L’environnement… dans la Constitution, vers du concret, ou ?


« …La République « agit pour la préservation de l’environnement et de la diversité biologique et contre les changements climatiques », selon les termes de l’amendement des rapporteurs, du groupe LREM et de non-inscrits adopté en première lecture, par 65 voix contre 3, et 4 abstentions. Ce nouvel objectif doit figurer aux côtés des autres principes fondateurs de la République (égalité, laïcité…)… » Extrait de la dépêche AFP de ce jour à 14:01……….
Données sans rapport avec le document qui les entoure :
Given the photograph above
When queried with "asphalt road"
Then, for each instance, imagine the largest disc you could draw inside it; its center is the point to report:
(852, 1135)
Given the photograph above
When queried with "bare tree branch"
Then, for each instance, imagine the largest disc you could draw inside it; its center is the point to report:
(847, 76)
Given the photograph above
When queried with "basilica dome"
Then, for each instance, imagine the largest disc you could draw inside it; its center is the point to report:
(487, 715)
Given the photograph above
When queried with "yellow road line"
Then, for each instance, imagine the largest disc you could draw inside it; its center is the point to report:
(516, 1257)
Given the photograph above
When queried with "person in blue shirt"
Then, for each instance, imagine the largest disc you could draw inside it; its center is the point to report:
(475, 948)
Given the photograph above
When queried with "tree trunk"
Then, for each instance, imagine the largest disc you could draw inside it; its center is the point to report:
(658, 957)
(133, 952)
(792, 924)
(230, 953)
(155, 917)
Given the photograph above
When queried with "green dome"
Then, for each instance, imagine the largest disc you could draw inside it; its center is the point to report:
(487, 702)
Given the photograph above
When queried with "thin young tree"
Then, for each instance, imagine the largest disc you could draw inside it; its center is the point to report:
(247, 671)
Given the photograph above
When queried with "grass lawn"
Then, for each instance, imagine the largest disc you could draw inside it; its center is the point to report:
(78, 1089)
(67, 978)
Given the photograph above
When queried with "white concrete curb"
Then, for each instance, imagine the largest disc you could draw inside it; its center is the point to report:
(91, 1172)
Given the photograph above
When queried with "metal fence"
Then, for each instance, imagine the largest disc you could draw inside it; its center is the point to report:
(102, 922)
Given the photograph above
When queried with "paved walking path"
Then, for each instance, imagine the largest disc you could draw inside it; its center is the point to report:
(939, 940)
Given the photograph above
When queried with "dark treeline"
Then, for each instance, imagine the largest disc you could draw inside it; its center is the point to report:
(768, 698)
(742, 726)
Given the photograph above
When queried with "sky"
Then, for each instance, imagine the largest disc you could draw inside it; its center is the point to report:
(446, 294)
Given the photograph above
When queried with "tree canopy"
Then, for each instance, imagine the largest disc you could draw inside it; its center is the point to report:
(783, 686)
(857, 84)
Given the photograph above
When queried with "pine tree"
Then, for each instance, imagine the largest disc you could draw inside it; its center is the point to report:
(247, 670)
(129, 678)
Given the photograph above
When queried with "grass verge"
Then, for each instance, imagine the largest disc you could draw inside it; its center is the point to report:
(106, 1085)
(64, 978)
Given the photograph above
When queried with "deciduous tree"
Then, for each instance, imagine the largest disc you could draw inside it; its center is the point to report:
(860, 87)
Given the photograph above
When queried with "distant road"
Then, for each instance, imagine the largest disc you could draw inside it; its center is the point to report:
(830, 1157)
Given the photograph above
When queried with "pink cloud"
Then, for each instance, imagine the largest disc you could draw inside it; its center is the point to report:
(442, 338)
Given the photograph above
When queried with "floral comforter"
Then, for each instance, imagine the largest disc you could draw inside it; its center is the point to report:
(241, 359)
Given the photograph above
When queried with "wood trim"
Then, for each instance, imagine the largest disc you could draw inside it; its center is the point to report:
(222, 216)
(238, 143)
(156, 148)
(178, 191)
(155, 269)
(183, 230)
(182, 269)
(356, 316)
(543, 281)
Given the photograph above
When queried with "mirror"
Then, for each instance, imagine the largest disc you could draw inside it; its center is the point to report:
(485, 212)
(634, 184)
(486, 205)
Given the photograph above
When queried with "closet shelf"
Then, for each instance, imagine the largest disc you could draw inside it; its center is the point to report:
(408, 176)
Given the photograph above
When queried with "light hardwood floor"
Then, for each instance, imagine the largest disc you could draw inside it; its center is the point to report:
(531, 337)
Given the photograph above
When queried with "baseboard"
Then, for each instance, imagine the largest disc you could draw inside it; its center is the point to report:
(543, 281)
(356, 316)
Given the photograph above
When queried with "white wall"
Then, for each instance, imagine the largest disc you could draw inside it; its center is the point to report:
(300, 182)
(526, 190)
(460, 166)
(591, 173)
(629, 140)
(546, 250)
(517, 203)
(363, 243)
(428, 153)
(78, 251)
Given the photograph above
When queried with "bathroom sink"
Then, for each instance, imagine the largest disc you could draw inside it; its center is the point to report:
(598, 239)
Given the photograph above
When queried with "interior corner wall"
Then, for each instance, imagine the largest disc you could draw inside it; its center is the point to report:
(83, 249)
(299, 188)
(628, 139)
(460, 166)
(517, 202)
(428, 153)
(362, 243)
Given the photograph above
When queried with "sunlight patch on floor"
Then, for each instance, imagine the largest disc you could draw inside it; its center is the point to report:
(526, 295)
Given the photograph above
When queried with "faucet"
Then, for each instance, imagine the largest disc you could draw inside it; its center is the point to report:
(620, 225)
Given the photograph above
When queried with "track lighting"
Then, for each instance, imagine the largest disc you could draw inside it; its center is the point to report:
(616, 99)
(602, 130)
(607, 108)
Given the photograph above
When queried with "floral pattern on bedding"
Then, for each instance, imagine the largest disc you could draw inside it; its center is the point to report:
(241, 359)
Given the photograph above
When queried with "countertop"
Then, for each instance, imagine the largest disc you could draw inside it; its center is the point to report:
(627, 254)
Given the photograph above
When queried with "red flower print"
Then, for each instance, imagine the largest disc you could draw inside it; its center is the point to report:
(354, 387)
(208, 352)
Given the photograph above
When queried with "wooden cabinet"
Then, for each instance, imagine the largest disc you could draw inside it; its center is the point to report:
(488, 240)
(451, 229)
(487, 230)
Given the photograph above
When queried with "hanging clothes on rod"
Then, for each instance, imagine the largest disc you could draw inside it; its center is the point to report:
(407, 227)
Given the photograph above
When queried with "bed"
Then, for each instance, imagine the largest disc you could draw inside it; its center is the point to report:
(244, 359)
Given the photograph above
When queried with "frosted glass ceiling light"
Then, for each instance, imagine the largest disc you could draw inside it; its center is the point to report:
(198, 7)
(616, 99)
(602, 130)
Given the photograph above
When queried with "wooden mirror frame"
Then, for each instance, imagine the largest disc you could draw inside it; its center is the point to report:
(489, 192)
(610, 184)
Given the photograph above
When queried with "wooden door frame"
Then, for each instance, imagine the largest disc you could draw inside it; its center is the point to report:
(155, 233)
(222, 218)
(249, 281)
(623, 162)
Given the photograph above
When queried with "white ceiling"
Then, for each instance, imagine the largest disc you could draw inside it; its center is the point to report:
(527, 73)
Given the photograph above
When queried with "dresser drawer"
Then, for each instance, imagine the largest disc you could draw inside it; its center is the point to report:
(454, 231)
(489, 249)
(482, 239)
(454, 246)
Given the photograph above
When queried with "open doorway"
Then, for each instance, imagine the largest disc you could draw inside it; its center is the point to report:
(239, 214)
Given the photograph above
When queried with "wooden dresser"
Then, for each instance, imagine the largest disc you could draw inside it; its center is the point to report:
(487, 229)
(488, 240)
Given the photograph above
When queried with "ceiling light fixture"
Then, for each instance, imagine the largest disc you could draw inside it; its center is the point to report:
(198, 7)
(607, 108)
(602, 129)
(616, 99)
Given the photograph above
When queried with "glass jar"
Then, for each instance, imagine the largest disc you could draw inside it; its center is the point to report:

A jour le 16 juillet 2018 à 16h45.

—–16 juillet 2018
Me Arnaud Gossement publie le 13 juillet dernier «  Constitution : treize ans après la Charte de l’environnement, les députés proposent de créer une nouvelle référence à la préservation de l’environnement à l’article 1er de la Constitution de 1958 « . Extraits :

Symbolique, cette phrase présente cependant plusieurs inconvénients et s’avère en retrait par rapport au droit de l’environnement existant, notamment, par rapport à la Charte de l’environnement adossée en 2005 à la Constitution de 1958…
Le fractionnement de la notion d’environnement…
L’environnement réduit à sa préservation…
L’action contre les changements climatiques ramenée à une obligation de moyen…
La question du contenu de l’objectif d’action contre les changements climatiques…
La création d’une dissymétrie entre la Constitution et le code de l’environnement…
Une référence redondante à la diversité biologique…
Le rejet de l’amendement relatif au principe de non régression…
En conclusion et à notre sens, il est regrettable que ces débats parlementaires sur la révision de la Constitution n’aient pas été précédés d’une expertise juridique rigoureuse et contradictoire. Laquelle aurait permis d’éclairer les travaux des députés, de faire le bilan de l’application de la Charte de l’environnement et d’évaluer la portée, notamment jurisprudentielle, de ces nouvelles dispositions. L’urgence n’est pas de voter de nouvelles normes mais d’appliquer et de simplifier celles existantes.—–

Rappelons ici que l’écrasante majorité présidentielle et ses alliés à l’Assemblée nationale lui donne, compte tenu du fonctionnement du Parlement, le dernier mot sur ce projet de loi quel que sera le texte issu du Sénat… Il est donc très probable que ce qui vient d’être voté soit la version adoptée in fine.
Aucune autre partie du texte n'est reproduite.